With as much as 40% of the American workforce being a part of that contingent workforce, another large economic shudder could lead to some huge problems as companies can quickly and more efficiently shed labor costs. If we were to experience another recession in the near term (which could very well happen), it’s conceivable that as much as 40% of the American workforce, the contingency workforce, could be very quickly out of work.
That’s not to say that these are all bad jobs, and that people don’t want them. It’s more of a detraction from what we have traditionally thought of as important to sustaining a vibrant middle class. There are actually plenty of workers, particularly young people, as a recent Slate article explains, that are perfectly happy working as part of the ‘contingency.’
What young workers find particularly enticing about contingency jobs is that they are far more flexible than traditional full-time gigs, and allow for them easily jump from one job to the next.
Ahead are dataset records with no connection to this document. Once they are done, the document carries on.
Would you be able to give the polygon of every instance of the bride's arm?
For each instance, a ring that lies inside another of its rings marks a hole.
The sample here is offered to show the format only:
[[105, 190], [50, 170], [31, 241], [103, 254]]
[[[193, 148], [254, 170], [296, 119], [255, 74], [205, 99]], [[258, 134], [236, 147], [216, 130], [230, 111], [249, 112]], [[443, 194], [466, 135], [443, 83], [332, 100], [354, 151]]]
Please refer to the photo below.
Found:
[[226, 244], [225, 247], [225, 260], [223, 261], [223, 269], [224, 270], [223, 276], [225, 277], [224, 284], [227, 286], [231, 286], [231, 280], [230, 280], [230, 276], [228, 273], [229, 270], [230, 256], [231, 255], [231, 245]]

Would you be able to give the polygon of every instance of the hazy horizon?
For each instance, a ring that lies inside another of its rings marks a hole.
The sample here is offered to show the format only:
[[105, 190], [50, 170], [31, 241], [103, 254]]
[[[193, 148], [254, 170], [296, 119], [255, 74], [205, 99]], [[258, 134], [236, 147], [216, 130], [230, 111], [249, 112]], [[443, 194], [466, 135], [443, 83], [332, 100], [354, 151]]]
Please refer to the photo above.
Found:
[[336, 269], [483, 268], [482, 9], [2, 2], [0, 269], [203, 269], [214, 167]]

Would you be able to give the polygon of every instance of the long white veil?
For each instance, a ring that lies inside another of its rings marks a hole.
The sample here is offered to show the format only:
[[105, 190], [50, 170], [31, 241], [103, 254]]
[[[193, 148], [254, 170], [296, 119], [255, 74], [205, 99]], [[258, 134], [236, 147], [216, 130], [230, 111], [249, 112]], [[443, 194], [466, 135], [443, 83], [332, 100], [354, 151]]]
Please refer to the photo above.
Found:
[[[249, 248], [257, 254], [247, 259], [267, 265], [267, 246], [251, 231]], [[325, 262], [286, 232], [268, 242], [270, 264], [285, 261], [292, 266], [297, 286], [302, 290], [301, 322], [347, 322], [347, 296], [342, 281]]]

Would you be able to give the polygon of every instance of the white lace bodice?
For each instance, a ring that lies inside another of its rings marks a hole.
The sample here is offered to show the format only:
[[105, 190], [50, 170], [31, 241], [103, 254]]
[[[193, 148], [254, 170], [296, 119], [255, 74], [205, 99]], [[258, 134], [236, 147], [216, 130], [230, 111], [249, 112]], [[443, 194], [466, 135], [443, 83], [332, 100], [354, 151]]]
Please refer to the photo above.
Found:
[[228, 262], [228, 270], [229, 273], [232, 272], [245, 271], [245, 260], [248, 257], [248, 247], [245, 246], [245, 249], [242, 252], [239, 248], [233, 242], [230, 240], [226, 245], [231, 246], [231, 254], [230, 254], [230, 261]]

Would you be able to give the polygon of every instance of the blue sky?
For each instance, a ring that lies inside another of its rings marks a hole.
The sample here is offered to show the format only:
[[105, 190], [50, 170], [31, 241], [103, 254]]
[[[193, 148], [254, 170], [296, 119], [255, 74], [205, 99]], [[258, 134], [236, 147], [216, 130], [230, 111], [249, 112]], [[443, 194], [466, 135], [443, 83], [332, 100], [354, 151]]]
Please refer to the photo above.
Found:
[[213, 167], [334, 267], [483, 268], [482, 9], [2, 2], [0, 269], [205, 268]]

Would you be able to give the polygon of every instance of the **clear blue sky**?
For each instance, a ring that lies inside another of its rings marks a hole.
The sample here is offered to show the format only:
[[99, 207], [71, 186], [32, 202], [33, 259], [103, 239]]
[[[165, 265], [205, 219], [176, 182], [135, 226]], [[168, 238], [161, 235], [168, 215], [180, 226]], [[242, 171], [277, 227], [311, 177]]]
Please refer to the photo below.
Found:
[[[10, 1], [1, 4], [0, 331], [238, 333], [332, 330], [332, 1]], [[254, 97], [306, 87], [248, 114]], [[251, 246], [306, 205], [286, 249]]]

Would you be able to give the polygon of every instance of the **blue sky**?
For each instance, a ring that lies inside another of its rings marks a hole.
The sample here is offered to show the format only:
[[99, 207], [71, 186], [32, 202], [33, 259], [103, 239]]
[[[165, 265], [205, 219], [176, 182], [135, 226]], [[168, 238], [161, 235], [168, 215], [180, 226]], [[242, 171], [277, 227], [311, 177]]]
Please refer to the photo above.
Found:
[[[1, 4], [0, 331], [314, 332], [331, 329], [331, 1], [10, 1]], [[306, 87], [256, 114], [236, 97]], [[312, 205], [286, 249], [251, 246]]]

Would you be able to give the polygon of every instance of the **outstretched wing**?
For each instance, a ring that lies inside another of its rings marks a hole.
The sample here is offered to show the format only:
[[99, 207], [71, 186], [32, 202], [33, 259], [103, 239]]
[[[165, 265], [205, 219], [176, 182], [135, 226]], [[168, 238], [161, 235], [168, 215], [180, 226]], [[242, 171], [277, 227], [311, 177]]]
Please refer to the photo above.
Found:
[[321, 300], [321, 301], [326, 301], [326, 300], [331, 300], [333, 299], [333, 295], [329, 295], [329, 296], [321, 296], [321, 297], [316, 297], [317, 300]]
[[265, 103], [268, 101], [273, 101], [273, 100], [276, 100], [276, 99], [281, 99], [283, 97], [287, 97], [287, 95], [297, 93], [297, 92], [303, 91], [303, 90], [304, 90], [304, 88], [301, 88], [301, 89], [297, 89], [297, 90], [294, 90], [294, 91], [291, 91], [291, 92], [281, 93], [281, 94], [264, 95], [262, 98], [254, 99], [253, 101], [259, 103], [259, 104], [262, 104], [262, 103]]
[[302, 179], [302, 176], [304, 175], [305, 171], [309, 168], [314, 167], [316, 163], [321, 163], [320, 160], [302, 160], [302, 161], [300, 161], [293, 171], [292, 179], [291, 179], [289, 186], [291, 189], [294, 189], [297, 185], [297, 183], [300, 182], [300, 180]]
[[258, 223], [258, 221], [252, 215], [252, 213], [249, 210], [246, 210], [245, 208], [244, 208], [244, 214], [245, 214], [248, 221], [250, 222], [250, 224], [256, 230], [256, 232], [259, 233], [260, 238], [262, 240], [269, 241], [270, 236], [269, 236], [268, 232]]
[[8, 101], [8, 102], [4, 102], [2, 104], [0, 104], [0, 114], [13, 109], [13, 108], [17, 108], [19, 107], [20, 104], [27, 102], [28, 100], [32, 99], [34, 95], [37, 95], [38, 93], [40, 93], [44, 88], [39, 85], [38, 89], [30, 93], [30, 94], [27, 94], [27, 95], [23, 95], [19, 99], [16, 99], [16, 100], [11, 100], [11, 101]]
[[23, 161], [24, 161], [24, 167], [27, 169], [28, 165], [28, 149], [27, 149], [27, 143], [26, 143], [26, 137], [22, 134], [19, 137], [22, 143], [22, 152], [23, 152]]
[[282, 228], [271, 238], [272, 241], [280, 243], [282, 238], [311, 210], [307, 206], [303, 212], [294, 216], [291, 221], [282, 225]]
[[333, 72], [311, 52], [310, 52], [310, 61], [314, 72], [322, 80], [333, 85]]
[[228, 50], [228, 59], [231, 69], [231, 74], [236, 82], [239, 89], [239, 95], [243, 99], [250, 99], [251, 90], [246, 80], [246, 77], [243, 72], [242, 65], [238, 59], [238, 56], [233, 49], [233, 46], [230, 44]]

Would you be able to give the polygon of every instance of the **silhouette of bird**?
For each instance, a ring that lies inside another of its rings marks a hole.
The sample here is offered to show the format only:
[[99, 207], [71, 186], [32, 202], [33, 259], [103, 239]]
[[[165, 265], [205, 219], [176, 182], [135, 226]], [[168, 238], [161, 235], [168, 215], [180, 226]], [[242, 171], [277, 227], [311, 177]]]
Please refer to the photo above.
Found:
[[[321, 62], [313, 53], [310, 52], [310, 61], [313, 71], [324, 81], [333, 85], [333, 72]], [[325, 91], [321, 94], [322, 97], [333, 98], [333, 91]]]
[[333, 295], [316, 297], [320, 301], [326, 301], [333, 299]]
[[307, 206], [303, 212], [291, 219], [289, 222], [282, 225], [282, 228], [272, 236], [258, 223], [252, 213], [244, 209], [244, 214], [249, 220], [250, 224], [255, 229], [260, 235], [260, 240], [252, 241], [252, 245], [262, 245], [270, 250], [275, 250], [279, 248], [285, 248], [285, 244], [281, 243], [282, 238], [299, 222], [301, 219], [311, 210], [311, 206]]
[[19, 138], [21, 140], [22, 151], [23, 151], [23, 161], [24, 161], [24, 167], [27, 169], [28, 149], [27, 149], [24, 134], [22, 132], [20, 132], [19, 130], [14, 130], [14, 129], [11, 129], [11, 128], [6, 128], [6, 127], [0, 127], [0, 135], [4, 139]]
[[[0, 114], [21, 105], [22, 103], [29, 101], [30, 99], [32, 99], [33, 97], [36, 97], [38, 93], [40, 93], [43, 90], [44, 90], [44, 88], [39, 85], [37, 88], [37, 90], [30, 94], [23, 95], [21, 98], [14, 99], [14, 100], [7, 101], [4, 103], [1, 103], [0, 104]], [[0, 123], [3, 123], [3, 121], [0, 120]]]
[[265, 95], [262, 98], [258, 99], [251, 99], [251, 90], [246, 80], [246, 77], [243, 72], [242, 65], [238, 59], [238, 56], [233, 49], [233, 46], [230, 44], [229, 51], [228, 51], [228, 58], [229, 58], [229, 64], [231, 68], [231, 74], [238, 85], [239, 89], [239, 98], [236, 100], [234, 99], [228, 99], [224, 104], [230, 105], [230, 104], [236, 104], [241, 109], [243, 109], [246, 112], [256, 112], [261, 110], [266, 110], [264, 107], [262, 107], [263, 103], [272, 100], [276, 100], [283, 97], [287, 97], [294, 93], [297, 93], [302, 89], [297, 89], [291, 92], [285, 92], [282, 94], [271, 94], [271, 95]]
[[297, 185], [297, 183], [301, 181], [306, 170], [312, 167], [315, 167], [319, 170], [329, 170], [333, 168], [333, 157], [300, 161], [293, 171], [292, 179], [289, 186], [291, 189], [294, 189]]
One important thing to note here is that these workers, many in their early 20s, are also benefiting in a large way from the Affordable Care Act. That is, they can remain on their parents’ health insurance until the age of 26, so there’s no need to find a job that supplies them with that perk.
While younger workers may enjoy their stint as independent contractors and freelance workers, people who need full-time jobs with benefits and reasonable pay still have plenty of reason to be worried about the GAO’s findings. But what the GAO report could really be pointing at is something bigger — perhaps a whole new economic makeup.
If companies value fluidity and flexibility, that’s what they’re going to look for in employees. If that’s the case, we may need to rethink compensation, benefits, and perks packages as a society, not just for a portion of the workers in the labor market.